Flickr Creative Commons T J Morris

Scene of the crime; Waterloo bridge: Flickr Creative Commons T J Morris

I don’t know if you’ve been shopping for an umbrella lately, but they are for some reason mainly black. This reminds me of being a scuttling commuter, and I don’t like it; so after a brief browse,I pick up something in red that seems fairly well made, and am about to trip off to the counter with said purchase in hand.

But wait! What is that peeking out of the black brolly section? A recycling sign?! My eco-reflex springs into action and I pick up the thing to have a closer look…. apparently, ‘this umbrella is made from xyz recycled this that and the other’ – and only a few quid more. Baffled by the science, I put down the lovely red umbrella and pick up said ‘eco-brolly’ instead and make off to the checkout, clutching my new purchase.

Utterly fascinating I know- what does this have to do with public participation,or even user centred design? Well, how do we as individuals exert some kind of say over the way in which our experience of the day to day world develops? We can vote, we can take part in local decision making committees or consultations, we can run for office or campaign for decisionmakers to try and change things in our civic environment. All of these actions are very worthwhile and can lead to lasting change but can also be rather time consuming and frustrating activities that can often take a while to get results.

Another option that many of us now take is to put our money where our mouth is and try to show demand for change through purchase power, whether consciously or unconsciously.  When much of an individual’s daily life is spent being a consumer then this seems like an obvious route to take to make an impact- big manufacterers and retailers respond to their customers’ demands… but can the checkout really be a place to make a more social or political point and have it heard by someone with the power to change things for the better- in this case, the greener?

Also, where does design fit into this?
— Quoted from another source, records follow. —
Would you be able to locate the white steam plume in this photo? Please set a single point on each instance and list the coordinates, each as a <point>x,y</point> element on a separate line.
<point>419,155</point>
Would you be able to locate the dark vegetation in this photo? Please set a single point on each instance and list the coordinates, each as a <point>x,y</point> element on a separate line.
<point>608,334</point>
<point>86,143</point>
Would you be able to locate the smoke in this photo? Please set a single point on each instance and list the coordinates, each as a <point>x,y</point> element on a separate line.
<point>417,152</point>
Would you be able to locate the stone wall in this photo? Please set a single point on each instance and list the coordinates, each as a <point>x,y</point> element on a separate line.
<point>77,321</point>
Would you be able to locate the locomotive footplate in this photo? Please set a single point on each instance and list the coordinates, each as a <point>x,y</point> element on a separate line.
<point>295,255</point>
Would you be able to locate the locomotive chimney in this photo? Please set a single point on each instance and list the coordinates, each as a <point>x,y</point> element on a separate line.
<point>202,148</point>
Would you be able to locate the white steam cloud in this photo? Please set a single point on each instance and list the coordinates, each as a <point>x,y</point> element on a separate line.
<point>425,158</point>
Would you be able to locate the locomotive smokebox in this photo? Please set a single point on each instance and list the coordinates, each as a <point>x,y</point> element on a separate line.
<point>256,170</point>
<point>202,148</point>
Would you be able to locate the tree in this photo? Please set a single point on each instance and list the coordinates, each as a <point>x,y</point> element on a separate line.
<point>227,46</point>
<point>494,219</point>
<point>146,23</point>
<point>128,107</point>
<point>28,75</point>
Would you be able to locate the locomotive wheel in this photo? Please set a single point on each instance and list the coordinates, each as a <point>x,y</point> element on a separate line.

I walked out of Boots with an umbrella I’m not entirely happy with – its black and a bit heavy – but the worst thing is, it has eco stuff written all over it:

ecobrolly-recycled-umbrella

ecobrolly-recycled-umbrella

I don’t really want to be a walking advert for greenness – I just want a lovely red umbrella that folds up into my bag – would be great if it was also made of recycled materials as a given. I want functional and attractive design, not just environmentally friendly design – that should be the new standard… but how do we consumers demand more eco thinking on random items like umbrellas? Is it just up to mugs like me to buy #1 eco brollies and to be happy that there’s another option available at all available from a high street retailer like Boots?

I’m not sure that lone consumers will make much of an impact in a haphazard and dissipated way. There has to be a lead from somewhere else, from buyers, manufacturers, designers, innovators everywhere – or else a group action – galvanising support on such mundane issues as umbrella reform.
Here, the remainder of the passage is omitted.